The building at 44 Station Street Quirindi was constructed in 1887 from locally made sand stock bricks and had many close associations with Quirindi history, one of which being in fact that it was once the home of Quirindi's first Mayor and Mayoress. It was bought by the Society from Mr G.A. Wheeler in 1967, and opened as a museum by Mr Ross Symonds of the ABC on 26th April 1970. Additions to the frontage include wrought iron which was once part of the Commercial Hotel balcony, iron pillars were donated by Mr Muir Taylor, (Mayor of Quirindi 1966-1980), and window shutters from Mrs L P Wilson.
The collections held by the museum reflect the Quirindi district including the pastoral beginning, followed by closer settlement and farming, then mining ventures, the development of local government and the lifestyle of the rural town. Collections unique to the museum include McLennan-Phillips Aboriginal collection, the Quirindi Cottage Hospital Theatre and medical display, the HR Carter Radio room plus many more.
Quirindi & District Historical Society Inc and Historical Cottage & Museum is open Wednesday, Friday 10am - 2pm.
Quipolly Dam & Bird Hide
A flora and fauna sanctuary, a "must" for the bird lover! The Liverpool Plains is known for its many and varied bird species such as the Turquoise Parrot and Grey-crowned Babbler. This dam is known worldwide and has a newly constructed Bird Hide on the edge of the dam. The Bird Hide overlooks this pristine flora and fauna sanctuary. According to some sources the dam filled with silt during the 1940's, attributed to the rabbit plagues and developed a habitat which attracts both water and woodland birds. The sanctuary continues upstream along the creek for about 1km.
Stock Brands of the Liverpool Plains
The centrepiece of the footpaths in the Quirindi Main Street celebrates the earliest known sheep and cattle runs on the Liverpool Plains. The brands are derived from the "Large Stock Brands Directory of NSW", 1954 and the "Sheep Brands & Marks Directory of NSW", 1954.

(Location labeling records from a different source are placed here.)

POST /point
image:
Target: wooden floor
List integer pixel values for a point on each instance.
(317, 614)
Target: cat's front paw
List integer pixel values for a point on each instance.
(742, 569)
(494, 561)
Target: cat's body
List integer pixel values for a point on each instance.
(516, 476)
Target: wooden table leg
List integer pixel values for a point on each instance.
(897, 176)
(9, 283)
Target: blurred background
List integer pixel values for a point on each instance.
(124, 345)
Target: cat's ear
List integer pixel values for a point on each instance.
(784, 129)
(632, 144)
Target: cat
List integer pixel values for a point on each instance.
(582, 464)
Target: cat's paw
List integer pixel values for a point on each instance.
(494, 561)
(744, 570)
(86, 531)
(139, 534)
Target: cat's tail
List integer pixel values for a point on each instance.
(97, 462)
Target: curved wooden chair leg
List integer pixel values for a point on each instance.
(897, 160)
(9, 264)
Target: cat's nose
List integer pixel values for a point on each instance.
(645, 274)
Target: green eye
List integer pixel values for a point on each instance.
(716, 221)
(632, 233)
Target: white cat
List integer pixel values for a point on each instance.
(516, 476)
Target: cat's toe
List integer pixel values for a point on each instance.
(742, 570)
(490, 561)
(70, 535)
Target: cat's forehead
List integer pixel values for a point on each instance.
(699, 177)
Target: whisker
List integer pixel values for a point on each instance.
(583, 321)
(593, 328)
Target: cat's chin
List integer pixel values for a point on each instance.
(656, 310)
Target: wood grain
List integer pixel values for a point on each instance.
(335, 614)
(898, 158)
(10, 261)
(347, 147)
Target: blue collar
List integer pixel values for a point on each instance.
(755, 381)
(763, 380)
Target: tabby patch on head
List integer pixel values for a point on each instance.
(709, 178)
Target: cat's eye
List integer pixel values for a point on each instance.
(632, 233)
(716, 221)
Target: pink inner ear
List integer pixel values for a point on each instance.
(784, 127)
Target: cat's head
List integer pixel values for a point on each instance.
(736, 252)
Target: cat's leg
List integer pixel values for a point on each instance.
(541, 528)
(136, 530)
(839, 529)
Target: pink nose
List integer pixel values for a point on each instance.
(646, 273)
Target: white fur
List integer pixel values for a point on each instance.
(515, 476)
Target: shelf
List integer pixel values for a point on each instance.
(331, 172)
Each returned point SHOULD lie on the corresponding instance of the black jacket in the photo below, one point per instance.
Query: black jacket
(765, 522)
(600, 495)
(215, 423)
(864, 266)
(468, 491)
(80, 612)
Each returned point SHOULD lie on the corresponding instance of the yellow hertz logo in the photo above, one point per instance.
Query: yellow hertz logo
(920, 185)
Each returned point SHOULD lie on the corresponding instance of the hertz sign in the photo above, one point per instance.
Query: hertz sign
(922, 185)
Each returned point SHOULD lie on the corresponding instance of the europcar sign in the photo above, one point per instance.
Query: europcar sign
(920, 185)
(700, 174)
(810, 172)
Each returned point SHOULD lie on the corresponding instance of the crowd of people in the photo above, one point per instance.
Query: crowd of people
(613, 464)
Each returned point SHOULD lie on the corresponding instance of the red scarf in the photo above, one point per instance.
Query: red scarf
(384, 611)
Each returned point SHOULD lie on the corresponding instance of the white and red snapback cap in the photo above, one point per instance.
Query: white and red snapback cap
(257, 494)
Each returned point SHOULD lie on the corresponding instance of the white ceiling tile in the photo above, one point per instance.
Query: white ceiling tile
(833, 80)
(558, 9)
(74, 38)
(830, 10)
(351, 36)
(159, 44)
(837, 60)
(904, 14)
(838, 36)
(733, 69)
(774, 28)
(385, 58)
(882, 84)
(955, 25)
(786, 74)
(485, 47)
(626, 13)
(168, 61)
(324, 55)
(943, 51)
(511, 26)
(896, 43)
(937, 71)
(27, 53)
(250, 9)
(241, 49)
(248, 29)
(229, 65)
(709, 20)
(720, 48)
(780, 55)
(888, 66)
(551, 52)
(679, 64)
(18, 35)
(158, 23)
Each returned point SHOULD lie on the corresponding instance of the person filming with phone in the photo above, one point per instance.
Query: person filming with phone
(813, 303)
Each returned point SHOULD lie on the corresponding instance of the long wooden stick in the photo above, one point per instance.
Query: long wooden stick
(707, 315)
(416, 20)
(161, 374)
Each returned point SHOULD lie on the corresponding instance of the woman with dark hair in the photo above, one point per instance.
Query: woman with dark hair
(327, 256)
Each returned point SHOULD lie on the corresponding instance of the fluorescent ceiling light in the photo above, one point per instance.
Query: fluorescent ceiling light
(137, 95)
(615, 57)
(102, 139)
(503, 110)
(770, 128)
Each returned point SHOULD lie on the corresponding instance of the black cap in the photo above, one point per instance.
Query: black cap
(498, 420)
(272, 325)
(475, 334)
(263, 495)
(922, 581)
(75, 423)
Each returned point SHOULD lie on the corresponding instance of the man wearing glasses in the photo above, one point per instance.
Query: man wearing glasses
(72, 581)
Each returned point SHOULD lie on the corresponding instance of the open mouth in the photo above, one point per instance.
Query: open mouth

Evidence suggests that sheep and cattle were moving through the Liverpool Plains in the early 1820's.
Most of the Brands are those not originally associated with the properties but belong to known owners. Brands were required by law after 1866 and there are a number of stories relating to getting cattle inspectors drunk or driving off their horses so that property owners did not have their stock confiscated.
On a practical note: before the days of fencing and when cattle where driven to market, brands were the only way to separate mobs that may have accidentally been drawn together.
Brands or ear tags are mandatory to this day and are becoming more and more digitized and sophisticated. In some instances the classic branding iron has been replaced by a freeze dried brand which removes pigment from the hair follicles of the beast.
Who'd-A-Thought It Lookout
To embrace the full beauty of the area the Who'd-A-Thought It Lookout is a must. A full 360 degree expanse offers panoramic views of the town, the Liverpool Plains and the Great Dividing Range. It's the picnic perfect location to watch the sun set and contemplate how the region once supported oceanic coral reefs and beaches and now crops such as sorghum, wheat, cotton, sunflowers, lucerne and corn. The Lookout also has a location compass providing distances to various places of interest as the crow flies.
The Plain's Fitness Centre offers a wide range of youth, family and community health and fitness activities. Opening hours are Monday-Friday 6am – 7pm, Saturday 8am to 12pm and Sunday 2pm to 5pm. Closed Public Holidays.